We will look at the advantages and side effects of both varieties, and discuss in more detail the advantages and health benefits of Ceylon cinnamon.
Ceilonas kanēļa, kas pazīstams arī kā “īstais kanēlis”, dzimtene ir Šrilanka un Indijas daļas. It is known for its delicate, mildly sweet taste and aroma.
Ceylon cinnamon contains lower levels of coumarin (an aromatic substance that accumulates in cinnamon bark), which can be toxic to the liver if consumed in large quantities. For this reason, Ceylon cinnamon is preferred to Cassia cinnamon, which has a higher coumarin content.
In Ayurveda and Traditional Chinese Medicine (TCM), Ceylon cinnamon is highly valued for its healing properties. It is thought to support the digestive system, promote respiratory health and help balance blood sugar levels.
Use of Ceylon cinnamon
Baking: Ceylon cinnamon is a great addition to baked goods. Use it in cakes, biscuits, muffins and breads for a subtle and aromatic flavour.
Cereal: sprinkle a pinch of Ceylon cinnamon on your morning oatmeal or cereal to make your day cosy and delicious.
Smoothies: mix Ceylon cinnamon into your favourite cocktail recipes to add a warm and inviting flavour.
Hot drinks: add a pinch of Ceylon cinnamon to hot drinks such as coffee, tea, hot chocolate or chai masala.

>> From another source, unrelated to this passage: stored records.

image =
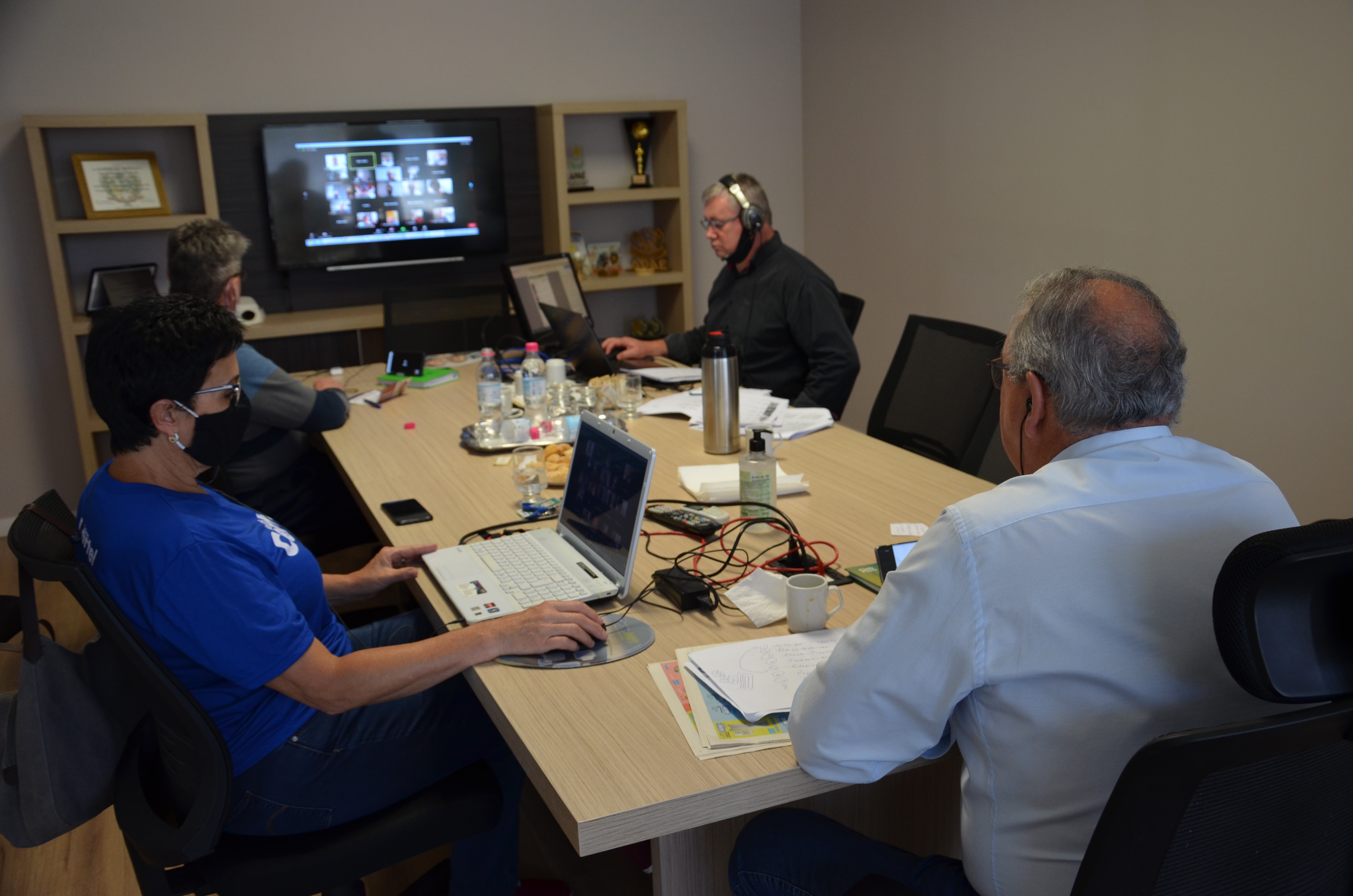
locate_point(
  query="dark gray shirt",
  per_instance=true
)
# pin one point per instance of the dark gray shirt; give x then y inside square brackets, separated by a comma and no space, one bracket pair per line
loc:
[285,412]
[784,314]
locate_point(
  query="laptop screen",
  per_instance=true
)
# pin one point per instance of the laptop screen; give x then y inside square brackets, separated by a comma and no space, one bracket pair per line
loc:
[605,497]
[577,343]
[544,282]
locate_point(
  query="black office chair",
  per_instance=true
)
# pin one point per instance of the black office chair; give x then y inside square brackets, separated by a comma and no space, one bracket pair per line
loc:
[1260,807]
[851,308]
[985,455]
[937,389]
[174,785]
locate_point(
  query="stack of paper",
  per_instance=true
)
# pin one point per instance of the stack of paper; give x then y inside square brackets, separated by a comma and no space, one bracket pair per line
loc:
[711,727]
[718,484]
[669,374]
[800,421]
[757,408]
[758,679]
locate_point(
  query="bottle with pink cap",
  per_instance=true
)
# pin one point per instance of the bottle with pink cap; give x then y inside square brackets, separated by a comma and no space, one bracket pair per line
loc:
[534,384]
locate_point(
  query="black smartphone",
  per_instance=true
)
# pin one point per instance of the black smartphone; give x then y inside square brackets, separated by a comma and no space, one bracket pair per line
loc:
[890,557]
[406,512]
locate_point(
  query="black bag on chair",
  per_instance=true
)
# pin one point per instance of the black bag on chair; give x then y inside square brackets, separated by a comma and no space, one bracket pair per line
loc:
[63,733]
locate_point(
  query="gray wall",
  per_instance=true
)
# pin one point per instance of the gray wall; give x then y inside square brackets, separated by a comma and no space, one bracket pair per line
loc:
[953,151]
[249,56]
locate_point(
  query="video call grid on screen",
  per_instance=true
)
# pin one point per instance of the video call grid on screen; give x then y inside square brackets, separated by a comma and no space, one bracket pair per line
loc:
[356,188]
[385,190]
[604,499]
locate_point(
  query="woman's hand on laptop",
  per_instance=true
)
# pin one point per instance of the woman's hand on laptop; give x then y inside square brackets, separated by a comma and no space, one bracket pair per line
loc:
[389,568]
[550,626]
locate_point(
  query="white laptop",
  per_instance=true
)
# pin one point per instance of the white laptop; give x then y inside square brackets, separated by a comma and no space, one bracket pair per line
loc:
[589,555]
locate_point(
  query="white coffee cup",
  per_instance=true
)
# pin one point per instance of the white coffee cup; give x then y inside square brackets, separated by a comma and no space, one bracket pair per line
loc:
[805,601]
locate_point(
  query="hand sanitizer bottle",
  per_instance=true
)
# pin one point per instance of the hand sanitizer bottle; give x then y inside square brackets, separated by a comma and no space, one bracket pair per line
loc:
[757,479]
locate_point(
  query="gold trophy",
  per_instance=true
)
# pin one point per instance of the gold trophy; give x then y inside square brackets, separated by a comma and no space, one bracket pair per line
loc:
[639,132]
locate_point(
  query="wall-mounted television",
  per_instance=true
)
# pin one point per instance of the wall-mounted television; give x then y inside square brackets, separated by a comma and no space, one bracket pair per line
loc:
[385,194]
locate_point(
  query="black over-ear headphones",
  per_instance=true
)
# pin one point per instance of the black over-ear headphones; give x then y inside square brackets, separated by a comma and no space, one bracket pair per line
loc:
[752,217]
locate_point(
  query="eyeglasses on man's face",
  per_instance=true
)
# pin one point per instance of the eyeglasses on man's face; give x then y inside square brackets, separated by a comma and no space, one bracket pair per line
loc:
[716,224]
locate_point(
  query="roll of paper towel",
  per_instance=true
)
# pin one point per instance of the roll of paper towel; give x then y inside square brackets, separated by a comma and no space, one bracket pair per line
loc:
[249,312]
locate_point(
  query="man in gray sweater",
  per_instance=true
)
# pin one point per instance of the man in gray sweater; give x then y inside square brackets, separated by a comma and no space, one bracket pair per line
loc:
[276,471]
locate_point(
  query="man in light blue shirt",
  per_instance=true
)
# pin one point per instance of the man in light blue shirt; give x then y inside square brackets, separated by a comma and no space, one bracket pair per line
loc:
[1049,627]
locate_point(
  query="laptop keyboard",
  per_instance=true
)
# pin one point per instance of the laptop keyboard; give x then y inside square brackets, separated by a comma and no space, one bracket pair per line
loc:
[528,572]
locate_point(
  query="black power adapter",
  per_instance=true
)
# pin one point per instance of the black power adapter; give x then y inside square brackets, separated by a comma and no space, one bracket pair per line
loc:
[685,591]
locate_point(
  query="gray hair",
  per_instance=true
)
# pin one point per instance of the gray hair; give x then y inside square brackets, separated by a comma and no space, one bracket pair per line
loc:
[752,188]
[204,255]
[1103,373]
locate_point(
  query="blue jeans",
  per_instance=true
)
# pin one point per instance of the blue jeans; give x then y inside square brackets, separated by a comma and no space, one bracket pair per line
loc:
[801,853]
[335,769]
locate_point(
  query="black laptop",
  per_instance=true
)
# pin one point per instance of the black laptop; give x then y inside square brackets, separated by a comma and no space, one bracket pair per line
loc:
[578,343]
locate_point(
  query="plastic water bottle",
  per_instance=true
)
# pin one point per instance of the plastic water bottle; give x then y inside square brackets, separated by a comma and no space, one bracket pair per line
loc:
[490,396]
[534,384]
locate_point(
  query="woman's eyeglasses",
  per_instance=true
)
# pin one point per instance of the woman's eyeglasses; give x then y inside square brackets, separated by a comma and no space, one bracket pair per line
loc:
[235,392]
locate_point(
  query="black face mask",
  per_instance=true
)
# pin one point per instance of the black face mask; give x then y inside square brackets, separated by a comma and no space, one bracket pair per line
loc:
[217,436]
[745,248]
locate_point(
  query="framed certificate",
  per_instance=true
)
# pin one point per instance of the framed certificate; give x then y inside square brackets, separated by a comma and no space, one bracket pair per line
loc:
[120,184]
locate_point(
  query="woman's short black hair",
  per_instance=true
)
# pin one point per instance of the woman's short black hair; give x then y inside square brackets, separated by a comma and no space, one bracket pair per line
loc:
[159,347]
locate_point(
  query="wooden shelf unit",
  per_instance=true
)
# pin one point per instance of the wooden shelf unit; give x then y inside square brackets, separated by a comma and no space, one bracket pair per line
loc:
[74,325]
[53,229]
[670,197]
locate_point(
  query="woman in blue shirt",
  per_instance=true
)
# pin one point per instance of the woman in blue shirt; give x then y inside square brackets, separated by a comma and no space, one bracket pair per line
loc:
[323,725]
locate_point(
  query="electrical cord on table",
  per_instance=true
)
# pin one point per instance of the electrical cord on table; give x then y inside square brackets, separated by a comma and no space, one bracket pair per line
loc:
[737,529]
[746,564]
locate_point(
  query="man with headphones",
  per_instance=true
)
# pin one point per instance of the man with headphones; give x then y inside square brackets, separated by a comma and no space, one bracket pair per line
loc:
[781,310]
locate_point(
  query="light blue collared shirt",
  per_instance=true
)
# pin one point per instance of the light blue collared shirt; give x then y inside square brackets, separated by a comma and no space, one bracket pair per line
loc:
[1052,626]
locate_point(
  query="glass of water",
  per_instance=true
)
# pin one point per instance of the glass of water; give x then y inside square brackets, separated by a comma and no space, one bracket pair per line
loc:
[631,396]
[528,470]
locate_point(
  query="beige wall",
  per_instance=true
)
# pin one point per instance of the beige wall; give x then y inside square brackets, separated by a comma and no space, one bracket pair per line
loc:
[254,56]
[956,149]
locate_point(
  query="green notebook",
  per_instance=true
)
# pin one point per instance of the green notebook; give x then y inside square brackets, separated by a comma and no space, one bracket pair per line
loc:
[429,378]
[866,576]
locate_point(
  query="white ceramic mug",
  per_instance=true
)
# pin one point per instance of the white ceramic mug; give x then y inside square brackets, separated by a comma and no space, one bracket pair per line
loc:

Yoghurt: mix Ceylon cinnamon in plain yoghurt with a little honey or maple syrup.
Stews: Ceylon cinnamon adds a subtle flavour to savoury dishes such as curries, stews and sauces.
Rice dishes: sprinkle Ceylon cinnamon on rice dishes such as biryani or plov to enhance their flavour.
Enjoy the unusual aroma and unique flavour that Ceylon cinnamon will bring to your dishes!
NOTE. The information provided here should not be interpreted as advice for treatment or other health problems. We encourage you to make decisions about your personal health by considering different sources of information.